“WHAT ARE FRIENDS FOR?” (Mk 2:1-12): 18 January 2008 (Friday)
Perhaps one of the best known portrayals of friendship in recent times is the friendship between Frodo and Samwise, the hobbits in J.R.R. Tolkien’s “Lord of the Ring” trilogy. As they went through their great and dangerous adventures together, Sam proved himself to be an extraordinary friend. In “The Fellowship of the Ring,” when Frodo was going to leave the rest of the Fellowship, Sam insisted on following his friend and continuing to serve as companion and protector to him.
In “The Two Towers,” when Frodo was bitten by a giant spider, Sam thought his friend had died and took the Ring with the intention of finishing the mission himself.Perhaps because of his pure heart and dedication to his friend, Sam was the only Ring-bearer who resisted the temptation of its power.
Finally, in “The Return of the King,” it was Sam who rescued Frodo from captivity. It was then that he returned the Ring to Frodo. As they approached Mordor, Sam once again rescued Frodo, this time from the ever-powerful temptation of the Ring, when Frodo felt irresistably attracted to its empty promises.
Here more than ever, Sam shows us what true friendship is all about. True friends aren’t there just for the good times. They’re there also for the bad, and in those times, they’re not afraid to get tough on us in order to lead us to our good, sometimes saving us even from ourselves.
The gospel story today is about the healing of the paralytic, but the healing would not have been possible had it not been for his friends. These were the men who brought him into the house to lay him before Jesus, the very ones who fought through the crowd bearing him on a mat. Because of all the people crowding around Jesus, the paralytic couldn’t get anywhere near the Lord. So what did his friends do? They went up the roof, still carrying the mat and the paralytic, made a hole in the roof and let the paralytic down through the tiles into the middle of the crowd.

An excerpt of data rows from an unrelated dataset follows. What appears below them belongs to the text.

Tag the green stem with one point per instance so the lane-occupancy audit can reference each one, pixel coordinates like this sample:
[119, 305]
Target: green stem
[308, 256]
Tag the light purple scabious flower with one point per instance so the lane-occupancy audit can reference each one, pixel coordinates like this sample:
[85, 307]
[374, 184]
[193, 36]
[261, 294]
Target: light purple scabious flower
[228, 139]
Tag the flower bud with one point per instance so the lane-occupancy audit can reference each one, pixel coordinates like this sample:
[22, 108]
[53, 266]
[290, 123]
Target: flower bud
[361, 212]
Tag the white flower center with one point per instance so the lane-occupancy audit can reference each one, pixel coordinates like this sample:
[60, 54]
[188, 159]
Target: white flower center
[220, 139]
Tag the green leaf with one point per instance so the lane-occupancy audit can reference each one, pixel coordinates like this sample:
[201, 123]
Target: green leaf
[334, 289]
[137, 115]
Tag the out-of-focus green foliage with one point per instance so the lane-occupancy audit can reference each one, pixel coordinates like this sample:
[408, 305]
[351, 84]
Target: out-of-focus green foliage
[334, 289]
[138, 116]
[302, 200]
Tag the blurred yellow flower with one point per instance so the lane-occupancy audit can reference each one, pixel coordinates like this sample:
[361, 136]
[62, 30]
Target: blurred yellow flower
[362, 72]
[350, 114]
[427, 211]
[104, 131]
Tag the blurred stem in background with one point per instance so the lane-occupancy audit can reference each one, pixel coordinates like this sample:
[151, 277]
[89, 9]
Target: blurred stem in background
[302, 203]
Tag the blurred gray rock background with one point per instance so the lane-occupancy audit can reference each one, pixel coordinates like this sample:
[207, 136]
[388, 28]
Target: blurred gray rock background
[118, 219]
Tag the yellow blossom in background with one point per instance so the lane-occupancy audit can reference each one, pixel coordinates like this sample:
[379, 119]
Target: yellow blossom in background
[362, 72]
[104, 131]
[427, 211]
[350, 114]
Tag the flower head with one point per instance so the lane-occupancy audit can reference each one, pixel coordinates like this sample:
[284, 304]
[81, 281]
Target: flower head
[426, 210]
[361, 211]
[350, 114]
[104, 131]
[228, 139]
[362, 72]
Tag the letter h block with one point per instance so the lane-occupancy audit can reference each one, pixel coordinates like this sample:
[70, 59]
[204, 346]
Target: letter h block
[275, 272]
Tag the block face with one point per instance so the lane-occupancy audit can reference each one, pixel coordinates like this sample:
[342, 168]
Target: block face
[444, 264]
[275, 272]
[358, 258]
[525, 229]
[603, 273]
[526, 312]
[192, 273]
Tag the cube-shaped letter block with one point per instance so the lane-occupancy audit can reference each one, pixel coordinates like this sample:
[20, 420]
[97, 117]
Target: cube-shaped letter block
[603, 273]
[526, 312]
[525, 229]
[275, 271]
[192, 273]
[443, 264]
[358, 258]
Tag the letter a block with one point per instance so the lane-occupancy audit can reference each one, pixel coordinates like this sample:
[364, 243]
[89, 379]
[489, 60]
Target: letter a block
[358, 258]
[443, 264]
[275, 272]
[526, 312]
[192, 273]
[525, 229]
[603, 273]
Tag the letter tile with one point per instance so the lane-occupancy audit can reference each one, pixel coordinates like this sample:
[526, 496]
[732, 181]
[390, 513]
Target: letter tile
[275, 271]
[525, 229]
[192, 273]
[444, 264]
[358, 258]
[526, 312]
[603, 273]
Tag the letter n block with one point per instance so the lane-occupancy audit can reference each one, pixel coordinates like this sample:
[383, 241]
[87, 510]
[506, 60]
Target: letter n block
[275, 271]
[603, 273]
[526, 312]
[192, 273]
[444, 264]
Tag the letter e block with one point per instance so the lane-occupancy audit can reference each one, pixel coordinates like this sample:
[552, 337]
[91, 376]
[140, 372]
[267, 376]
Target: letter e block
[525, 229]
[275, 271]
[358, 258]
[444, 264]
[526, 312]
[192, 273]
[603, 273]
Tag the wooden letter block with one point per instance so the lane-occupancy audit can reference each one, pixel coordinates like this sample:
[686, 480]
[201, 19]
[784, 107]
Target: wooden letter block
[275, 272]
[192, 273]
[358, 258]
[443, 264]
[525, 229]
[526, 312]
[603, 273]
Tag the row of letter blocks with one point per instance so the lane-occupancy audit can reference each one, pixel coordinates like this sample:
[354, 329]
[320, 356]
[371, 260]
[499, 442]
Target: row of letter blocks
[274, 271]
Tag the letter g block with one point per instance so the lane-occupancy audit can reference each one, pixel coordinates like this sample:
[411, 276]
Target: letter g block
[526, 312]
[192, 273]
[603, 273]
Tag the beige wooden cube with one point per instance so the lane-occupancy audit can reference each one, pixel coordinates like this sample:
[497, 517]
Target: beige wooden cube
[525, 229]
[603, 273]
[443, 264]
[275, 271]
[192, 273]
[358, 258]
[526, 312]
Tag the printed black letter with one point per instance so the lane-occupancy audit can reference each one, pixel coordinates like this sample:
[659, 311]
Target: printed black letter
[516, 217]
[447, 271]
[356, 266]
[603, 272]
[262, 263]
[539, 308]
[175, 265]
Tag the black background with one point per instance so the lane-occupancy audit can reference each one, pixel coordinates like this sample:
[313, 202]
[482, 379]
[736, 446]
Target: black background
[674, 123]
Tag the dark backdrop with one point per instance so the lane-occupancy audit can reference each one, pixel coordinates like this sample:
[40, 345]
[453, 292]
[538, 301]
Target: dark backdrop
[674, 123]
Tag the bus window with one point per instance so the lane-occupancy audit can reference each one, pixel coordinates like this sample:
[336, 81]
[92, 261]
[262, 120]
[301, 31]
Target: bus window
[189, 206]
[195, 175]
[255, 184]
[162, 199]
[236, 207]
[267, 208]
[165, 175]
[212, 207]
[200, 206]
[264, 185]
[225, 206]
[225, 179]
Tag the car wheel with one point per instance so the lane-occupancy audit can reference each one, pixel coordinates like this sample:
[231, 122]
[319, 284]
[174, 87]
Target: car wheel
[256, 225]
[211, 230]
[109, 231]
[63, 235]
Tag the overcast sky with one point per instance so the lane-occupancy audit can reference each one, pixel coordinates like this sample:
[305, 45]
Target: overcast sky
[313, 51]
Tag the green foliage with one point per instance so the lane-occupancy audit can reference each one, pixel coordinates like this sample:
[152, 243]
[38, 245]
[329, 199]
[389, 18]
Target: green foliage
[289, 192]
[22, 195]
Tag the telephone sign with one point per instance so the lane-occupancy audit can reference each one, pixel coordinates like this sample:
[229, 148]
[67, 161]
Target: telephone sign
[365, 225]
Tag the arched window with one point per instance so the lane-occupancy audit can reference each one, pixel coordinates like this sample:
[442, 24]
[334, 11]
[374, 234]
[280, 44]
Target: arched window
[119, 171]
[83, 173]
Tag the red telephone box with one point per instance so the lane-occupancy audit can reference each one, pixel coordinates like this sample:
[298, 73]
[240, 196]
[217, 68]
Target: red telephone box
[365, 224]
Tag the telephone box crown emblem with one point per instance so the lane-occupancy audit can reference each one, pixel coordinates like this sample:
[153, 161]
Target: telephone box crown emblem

I was thinking: The inconvenience of carrying a paralytic through a crowd as thick as the one surrounding Jesus would be enough to discourage anyone—unless of course the service would fetch a great fee. But even if they were in fact hired men, paid for their services, wouldn’t they be discouraged to continue what they were trying to do after some unsuccessful attempt? But up the roof they went, and down the roof came the paralytic, almost at the feet of Jesus. And so I suspect that these men were friends of the paralytic, people who cared for him and loved him and wanted him healed more than anything else.
The evangelist tells us that even before turning to the paralytic, our Lord marveled at the faith of these friends of the paralytic. And so, aside from showing us the compassion of our Lord, this episode is also a story of friendship, the meaning of truefriendship. At the end of the day, a true friend keeps us away from trouble–like Samwise–and more importantly, leads us to the Lord, like the paralytic’s friends who bore him on their shoulders.
How many times have we felt helpless and unable to move on because of some heavy burden? How many times could we not get close to the Lord on our own because of our problems? Often in our lives, we have needed friends to help us—sometimes even to do something as drastic as wrapping us up in a mat and delivering us to the Lord, even if this means shoving others out of the way and drilling a hole in somebody’s roof just to lay us at the Lord’s feet.
Let’s spend some time today naming our true friends, and thanking the Lord for them.